CleanSeaNet:Near Real Time Service to Protect Sea

CleanSeaNet:Near Real Time Service to Protect Sea

In a wake to protect our sea, to safeguard marine habitat, serious risks of ecological damage and socio-economic losses, the European Maritime Safety Agency (EMSA) has started a satellite-based pan-European oil spill and vessel monitoring service CleanSeaNet in the year of 2007.

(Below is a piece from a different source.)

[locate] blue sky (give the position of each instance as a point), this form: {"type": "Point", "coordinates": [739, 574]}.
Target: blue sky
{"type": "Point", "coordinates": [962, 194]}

The input data for CleanSeaNet are images captured by Synthetic Aperture Radar (SAR) satellites. The images are analyzed and the result provides a near real time oil spill pollution alerts (and related data) to national authorities.

Choosing the SAR as the input to CleanSeaNet has advantages over the optical remote sensing satellites. SAR imagery is an  effective tool for detection of oil spills at sea from ships, and from offshore oil platforms, its versatility to all weather conditions and capability to operate day or night.

The CleanSeaNet near real-time service (described in the picture below) is divided into three main steps: Acquisition and Processing of images, Oil Spill Analysis and Vessel Detection (thanks to the CleanSeaNet service providers), and finally Product Processing and Alert Generation (through EMSA CleanSeaNet Data Centre).

The CleanSeaNet near real-time service. (©  EMSA)

The CleanSeaNet near real-time service. (© EMSA)

The service is available in twenty-seven coastal states, including all European Member States situated along the coastline, as well as Turkey, Iceland, Norway and Montenegro, and the information can be generated within thirty minutes of the satellite acquiring the images of the sea surface. 

Between the start of the service in 2007 and April 2012, CleanSeaNet used three polar orbiting SAR satellites: Envisat, Radarsat-1 and Radarsat-2. Since May 2012, Envisat images have not been available as the mission ended. In March 2013, Radarsat-1 experienced a technical problem, and in the following May, it was confirmed that the satellite was no longer operational. Currently the service relies on Radarsat-2, and occasionally COSMO-SkyMed (which are part of Copernicus Contributing Missions) for the delivery of more than 2,500 images every year.

CleanSeaNet_2

CleanSeaNet is engaged in response operations in accidental spills. This picture shows images acquired following a refuelling-at-sea accident.(© MCA/Irish Coast Guard)
(© European Space Agency/EMSA 2009)

 


 

Leendert Bal, Head of the Operations Department at EMSA commented that:

“Based on EMSA’s positive experience with the use of the Envisat satellite for CleanSeaNet, the Agency is now waiting for the successful launch and commissioning of Sentinel-1. We hope that Sentinel-1 will also prove to be a valuable source of Synthetic Aperture Radar satellite images for near real-time operational monitoring of European seas for oil spills and vessel detection”.

With Sentinel-1, Copernicus will have a positive impact on CleanSeaNet as the satellite image licences will be provided free-of-charge. This will contribute to the protection of our seas and therefore, our planet.